As a child, Sister Esther Heffernan, a Dominican Sister of Sinsinawa, became aware of poverty and inequality in the world.

From there, she made it her life’s work to fight for social justice, her religious congregation said.

Sister Esther died Nov. 20 at St. Dominic Villa in Hazel Green, Wisconsin. She was 91.

A funeral was held Nov. 25 at the Dominican motherhouse in Sinsinawa, followed by burial in the motherhouse cemetery.

Sister Esther taught at the former Cathedral High School in Omaha from 1953 to 1956. Then she served as a college instructor who led efforts on prison reform and race relations.

She was an instructor at Edgewood College in Madison, Wisconsin, for nearly 50 years, and taught at St. John College in Cleveland, where she worked on inner city race and ethnic relations during the 1960s.
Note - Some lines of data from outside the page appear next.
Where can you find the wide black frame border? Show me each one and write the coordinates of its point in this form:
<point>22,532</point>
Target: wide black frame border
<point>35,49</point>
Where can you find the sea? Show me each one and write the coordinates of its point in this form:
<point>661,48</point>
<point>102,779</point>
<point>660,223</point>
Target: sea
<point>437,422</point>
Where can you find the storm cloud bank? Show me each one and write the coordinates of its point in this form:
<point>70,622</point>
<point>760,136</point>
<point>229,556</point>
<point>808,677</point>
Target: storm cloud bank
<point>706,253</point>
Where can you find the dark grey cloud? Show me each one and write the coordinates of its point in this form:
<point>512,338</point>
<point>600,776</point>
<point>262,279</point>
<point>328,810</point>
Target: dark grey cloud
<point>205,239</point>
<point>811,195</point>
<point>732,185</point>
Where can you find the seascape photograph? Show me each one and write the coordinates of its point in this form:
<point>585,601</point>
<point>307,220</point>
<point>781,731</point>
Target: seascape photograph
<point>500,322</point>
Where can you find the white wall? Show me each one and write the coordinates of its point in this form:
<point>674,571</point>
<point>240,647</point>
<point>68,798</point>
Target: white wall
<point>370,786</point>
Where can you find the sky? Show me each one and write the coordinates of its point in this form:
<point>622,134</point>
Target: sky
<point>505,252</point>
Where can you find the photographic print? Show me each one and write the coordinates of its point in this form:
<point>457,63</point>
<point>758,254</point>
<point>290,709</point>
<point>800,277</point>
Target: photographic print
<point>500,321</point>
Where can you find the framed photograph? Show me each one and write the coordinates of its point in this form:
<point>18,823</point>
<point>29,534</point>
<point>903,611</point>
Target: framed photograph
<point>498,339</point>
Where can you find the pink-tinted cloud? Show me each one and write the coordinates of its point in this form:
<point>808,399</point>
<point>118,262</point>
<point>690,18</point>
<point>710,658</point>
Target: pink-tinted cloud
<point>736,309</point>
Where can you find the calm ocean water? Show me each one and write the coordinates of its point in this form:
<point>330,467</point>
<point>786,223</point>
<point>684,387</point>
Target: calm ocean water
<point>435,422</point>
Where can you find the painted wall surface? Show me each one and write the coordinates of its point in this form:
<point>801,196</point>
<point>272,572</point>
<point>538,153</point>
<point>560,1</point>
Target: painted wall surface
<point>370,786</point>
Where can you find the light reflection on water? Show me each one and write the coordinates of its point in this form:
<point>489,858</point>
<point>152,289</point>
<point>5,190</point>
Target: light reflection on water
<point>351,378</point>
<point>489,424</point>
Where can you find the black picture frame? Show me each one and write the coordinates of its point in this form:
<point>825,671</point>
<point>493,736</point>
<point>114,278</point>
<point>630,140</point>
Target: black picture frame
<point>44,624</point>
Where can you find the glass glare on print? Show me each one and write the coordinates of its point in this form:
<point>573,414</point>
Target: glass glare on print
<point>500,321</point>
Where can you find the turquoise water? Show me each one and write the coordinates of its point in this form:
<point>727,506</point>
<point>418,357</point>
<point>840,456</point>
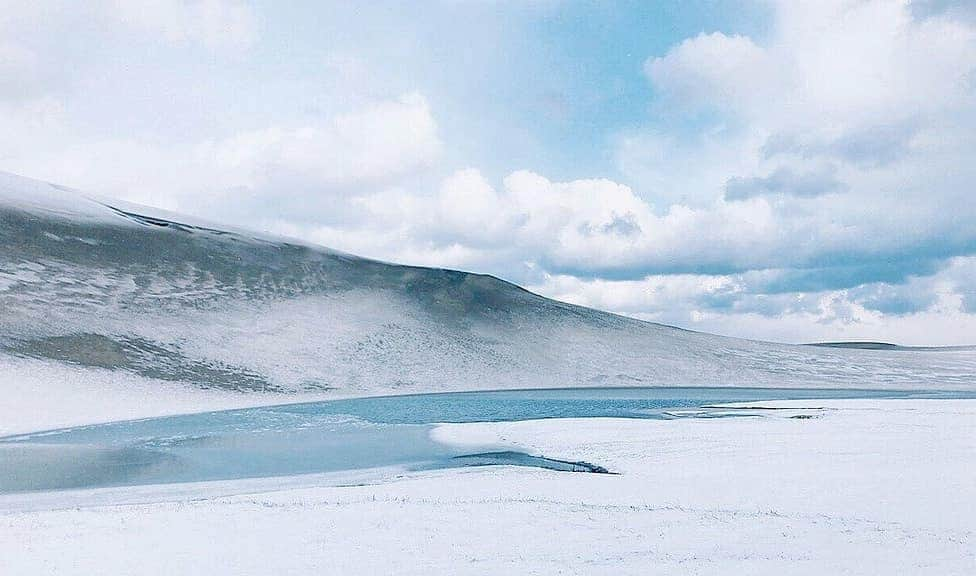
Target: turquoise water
<point>341,435</point>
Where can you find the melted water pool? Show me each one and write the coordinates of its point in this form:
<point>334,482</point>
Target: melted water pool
<point>340,435</point>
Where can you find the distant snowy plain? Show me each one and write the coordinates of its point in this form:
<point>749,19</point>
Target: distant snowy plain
<point>110,311</point>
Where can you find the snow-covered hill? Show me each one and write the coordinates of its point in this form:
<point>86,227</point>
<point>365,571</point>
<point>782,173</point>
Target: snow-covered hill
<point>112,290</point>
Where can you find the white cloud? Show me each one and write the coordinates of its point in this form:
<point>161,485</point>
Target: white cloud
<point>365,148</point>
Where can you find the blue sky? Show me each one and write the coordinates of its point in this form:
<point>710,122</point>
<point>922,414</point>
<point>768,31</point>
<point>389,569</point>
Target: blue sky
<point>782,170</point>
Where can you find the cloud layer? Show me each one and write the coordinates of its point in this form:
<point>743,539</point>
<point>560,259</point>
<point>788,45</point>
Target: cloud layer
<point>809,181</point>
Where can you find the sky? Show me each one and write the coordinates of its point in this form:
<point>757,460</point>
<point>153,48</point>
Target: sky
<point>794,171</point>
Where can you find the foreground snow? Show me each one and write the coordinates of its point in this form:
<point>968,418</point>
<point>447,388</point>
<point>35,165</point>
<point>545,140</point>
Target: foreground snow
<point>864,487</point>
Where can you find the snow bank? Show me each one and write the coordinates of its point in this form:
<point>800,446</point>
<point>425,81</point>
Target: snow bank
<point>867,487</point>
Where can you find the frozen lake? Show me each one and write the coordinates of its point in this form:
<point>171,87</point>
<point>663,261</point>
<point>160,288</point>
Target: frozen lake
<point>340,435</point>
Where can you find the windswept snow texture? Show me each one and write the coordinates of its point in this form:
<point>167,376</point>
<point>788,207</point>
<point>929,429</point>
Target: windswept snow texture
<point>101,285</point>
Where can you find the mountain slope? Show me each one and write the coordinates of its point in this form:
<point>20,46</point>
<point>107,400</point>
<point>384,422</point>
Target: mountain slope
<point>114,288</point>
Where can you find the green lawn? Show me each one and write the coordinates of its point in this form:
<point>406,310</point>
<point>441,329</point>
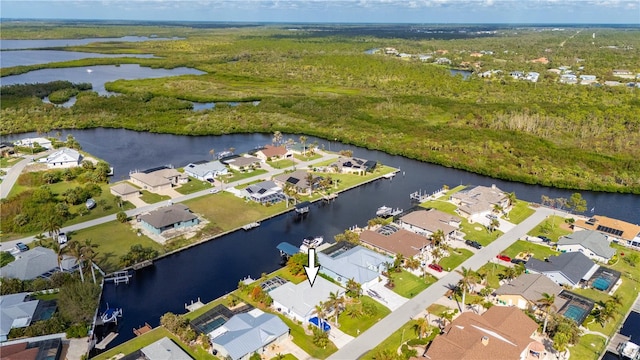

While in Madison, Sister Esther served in leadership for the Sinsinawa Dominicans, organizing conferences on incarceration and forming Madison Organizing in Strength, Equality, and Solidarity (MOSES). Her doctoral study in women’s reform led to a book, “Making It in Prison: The Square, the Cool, and the Life.”

She received several honors in Wisconsin for her work.

The Seattle native is survived by her Dominican Sisters with whom she shared 67 years of religious life.